In a retrospective analysis Günther et al compared 208 patients. Transesophageal echocardiography (TEE) or transthoracic Doppler (TTD) were used as monitoring devices to detect VAE; 101 cases were monitored with TEE and 107 with TTD.
The overall incidence of VAE was 23% (TTD: 10%; TEE: 37%), but the incidence of clinically relevant VAE (drop in end-tidal carbon dioxide above 3 mmHg) was higher in the TTD group (9 out of 17 VAE, 53%) compared to the TEE group (19 out of 62 VAE, 31%). None of the patients with recorded VAE had clinically significant sequelae.
In this small sample they found more VAE events in the TEE group, but the incidence of clinically relevant VAE was rare and comparable to other data. There is no consensus in the definition of clinically relevant VAE. 1).

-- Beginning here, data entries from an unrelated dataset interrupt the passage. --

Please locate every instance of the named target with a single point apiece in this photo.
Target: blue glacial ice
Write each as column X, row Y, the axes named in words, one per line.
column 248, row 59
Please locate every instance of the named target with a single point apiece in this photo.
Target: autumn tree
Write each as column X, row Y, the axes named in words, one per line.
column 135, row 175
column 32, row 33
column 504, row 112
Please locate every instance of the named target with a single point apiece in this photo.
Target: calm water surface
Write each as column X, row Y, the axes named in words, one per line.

Invasive arterial blood pressure measurements for systolic (ABPsys), diastolic (ABPdiast) and mean arterial pressure (MAP) are established monitoring technologies for these kind of procedures. A noninvasive device for continuous monitoring of blood pressure and CO based on a modified Penaz technique (volume-clamp method) was introduced.
The surgical field remains clean during the whole procedure. The venous pressure is very low and there is less venous bleeding. The main disadvantage of this position is the occurrence of air embolism which is rapidly and precisely diagnosed with the trans-esophageal Doppler. The air can be aspirated from the right atrium with the central lines placed in the correct position pre-operatively.

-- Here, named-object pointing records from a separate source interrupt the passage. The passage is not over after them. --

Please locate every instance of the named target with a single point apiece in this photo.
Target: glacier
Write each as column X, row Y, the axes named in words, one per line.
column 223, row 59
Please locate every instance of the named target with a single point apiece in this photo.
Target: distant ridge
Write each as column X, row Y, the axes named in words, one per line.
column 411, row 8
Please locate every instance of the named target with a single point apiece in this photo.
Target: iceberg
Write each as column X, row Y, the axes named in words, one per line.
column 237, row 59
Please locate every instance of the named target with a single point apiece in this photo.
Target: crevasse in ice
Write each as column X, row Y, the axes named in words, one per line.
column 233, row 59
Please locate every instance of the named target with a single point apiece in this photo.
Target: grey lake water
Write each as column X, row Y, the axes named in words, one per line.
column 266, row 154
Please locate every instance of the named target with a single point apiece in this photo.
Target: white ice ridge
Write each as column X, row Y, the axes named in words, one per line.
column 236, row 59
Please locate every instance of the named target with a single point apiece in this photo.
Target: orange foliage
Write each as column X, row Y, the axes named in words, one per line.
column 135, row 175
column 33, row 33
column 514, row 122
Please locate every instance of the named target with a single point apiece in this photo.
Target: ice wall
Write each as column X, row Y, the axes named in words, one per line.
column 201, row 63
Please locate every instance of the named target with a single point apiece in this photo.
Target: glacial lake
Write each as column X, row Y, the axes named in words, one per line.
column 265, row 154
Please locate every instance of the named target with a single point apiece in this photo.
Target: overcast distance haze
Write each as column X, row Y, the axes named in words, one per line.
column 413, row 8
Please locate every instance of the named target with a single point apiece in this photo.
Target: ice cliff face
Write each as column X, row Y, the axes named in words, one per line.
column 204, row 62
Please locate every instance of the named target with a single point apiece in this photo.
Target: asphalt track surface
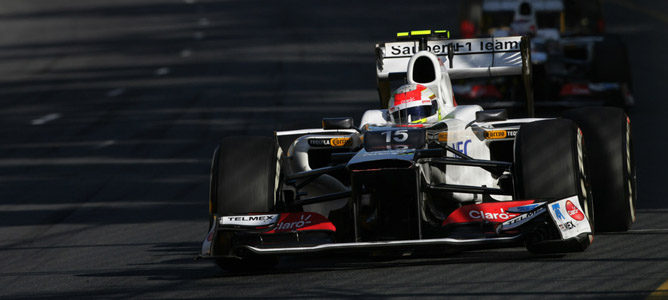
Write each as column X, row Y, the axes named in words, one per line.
column 110, row 110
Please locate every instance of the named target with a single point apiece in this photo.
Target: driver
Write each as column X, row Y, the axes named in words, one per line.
column 414, row 104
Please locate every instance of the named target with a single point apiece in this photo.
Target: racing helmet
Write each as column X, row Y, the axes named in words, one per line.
column 413, row 104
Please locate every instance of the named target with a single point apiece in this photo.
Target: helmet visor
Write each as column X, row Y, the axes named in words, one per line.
column 413, row 114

The sitting position is generally preferred for the supracerebellar approach because it allows gravity to work in the surgeon’s favor by facilitating cerebellar retraction and reducing venous bleeding and pooling in the operative field. The disadventage involving the risk of air embolus can be minimized by taking proper precautions.

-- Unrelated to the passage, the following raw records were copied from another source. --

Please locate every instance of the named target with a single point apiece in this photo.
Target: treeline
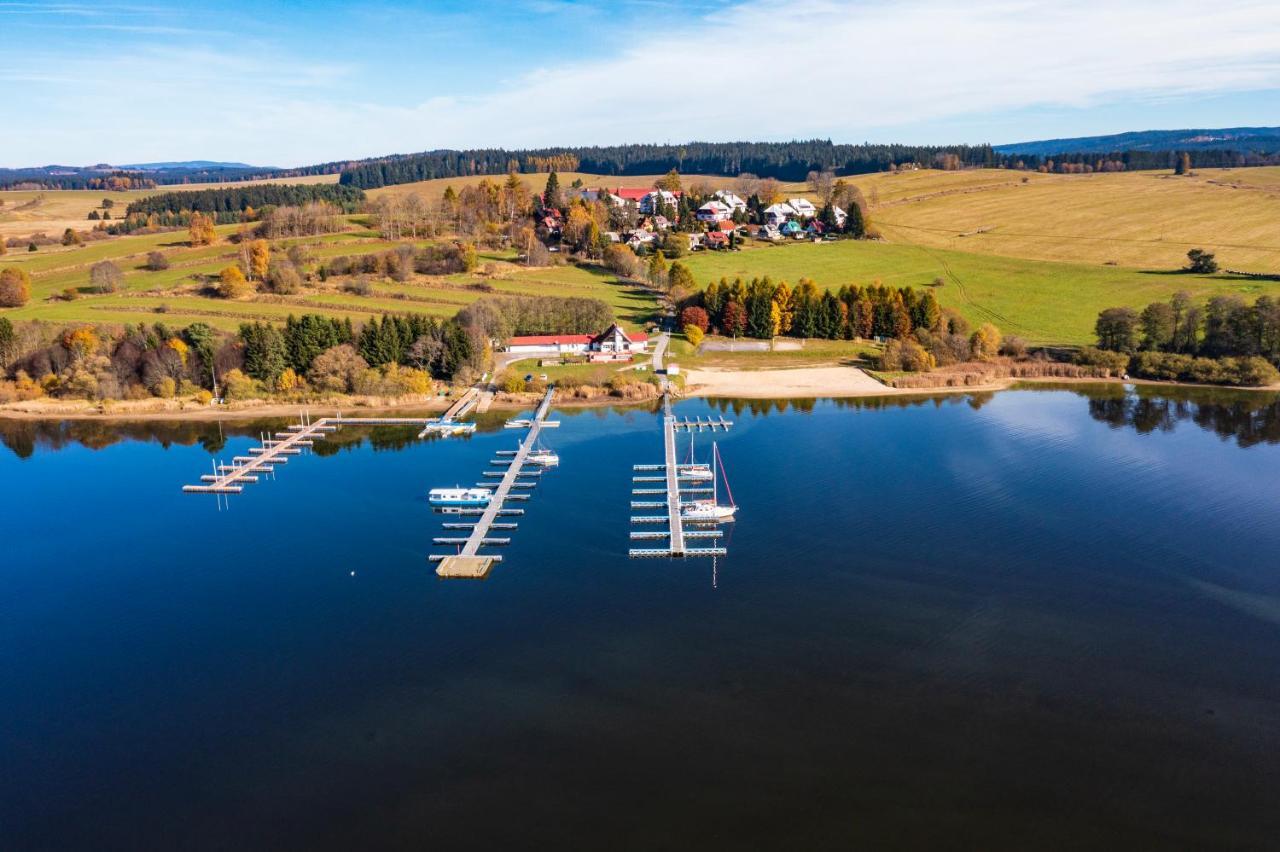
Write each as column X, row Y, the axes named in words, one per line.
column 1138, row 160
column 781, row 160
column 231, row 204
column 1224, row 342
column 764, row 310
column 396, row 355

The sitting position can be employed with acceptable rates of morbidity and mortality. However, these reports were prepared by groups performing 50 to 100 or more of these procedures per year, and the hazards of the sitting position may be greater for teams who have less frequent occasion to use it. With increasing frequency, the sitting position is being avoided through the use of one of its alternatives (prone, semilateral, lateral positions). However, we are likely to continue encountering it because even surgeons who are inclined to use alternative positions may opt for the sitting position when access to midline structures (the floor of the fourth ventricle, the pontomedullary junction, and the vermis) is required. Nonetheless, alternative positions for posterior fossa surgery exist and should be considered when a patient has contraindications to the sitting position.
Because controversy exists regarding continued use of the seated position for neurosurgical procedures, this prospective (1981-1983) and retrospective (1972-1981) analysis of 554 seated patients was done to establish the incidence and severity of venous air embolism (VAE) related to type of surgical procedure and anesthetic technique; to examine the impact of specific monitoring practices on detection, morbidity, and mortality; and to establish the incidence of other complications related to the seated position (hypotension, quadriplegia, and arterial air embolism (AAE)). The overall morbidity and mortality related to the seated position was 1% (2 VAE, 1 AAE, 2 hypotension, 1 myocardial infarction) and 0.9% (1 VAE, 1 AAE, 2 hypotension, 1 quadriplegia), respectively. There has been no mortality since 1975. N2O did not seem to increase the incidence or severity of VAE. The seated position is safe in experienced hands if appropriate surgical and anesthetic skills are exercised in patient selection and management. Caution is advised in patients with atherosclerotic cardiovascular disease, severe hypertension, cervical stenosis, and right to left intracardiac shunts 3).